Re: [lammps-users] Improved performance for setup on large numbers of MPI ranks
From: Christopher Knight <cjknight2009@...24...>
Date: Thu, 26 Oct 2017 14:38:31 -0500

Hi Stan,

Yup, sure thing. Just did a quick test with the remotes/origin/comm-nprocs-opt branch and the rhodo input replicated 30x30x30 OK for me on 4,096 ranks. 

When writing this, not assigning atoms correctly was usually because the overlap criteria wasn’t robust, so my first guess is that’s the issue in your case (assuming it’s not because I simply omitted support/testing for something, e.g. triclinic).
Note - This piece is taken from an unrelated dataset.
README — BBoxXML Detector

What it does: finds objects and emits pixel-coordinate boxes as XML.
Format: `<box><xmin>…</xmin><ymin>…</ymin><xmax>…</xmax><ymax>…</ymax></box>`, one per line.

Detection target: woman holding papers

Can you share details of what you ran and/or inputs (if not readily accessible)? I didn’t see description on github of inputs that crashed.



LAMMPS (23 Oct 2017)
  using 1 OpenMP thread(s) per MPI task
using multi-threaded neighbor list subroutines
Reading data file ...
  orthogonal box = (-27.5 -38.5 -36.3646) to (27.5 38.5 36.3615)
  16 by 16 by 16 MPI processor grid
  reading atoms ...
  32000 atoms
Replicating atoms ...
  orthogonal box = (-27.5 -38.5 -36.3646) to (1622.5 2271.5 2145.42)
  16 by 16 by 16 MPI processor grid
Replicate::bounding box image: lo= -1 -1 -1  hi= 1 1 1
Replicate:: buf_all memory allocating       8.02 MB
Replicate: average # of replicas added to proc= 111.458252 out of 27000 (0.412808 %)
  864000000 atoms
  748521000 bonds
  1092609000 angles
  1534383000 dihedrals
  27918000 impropers

On Oct 26, 2017, at 12:54 PM, Moore, Stan <stamoor@...3...> wrote:

Axel added your code as a PR on LAMMPS GitHub: I tried out the replicate memory command but got a crash, can you take a look?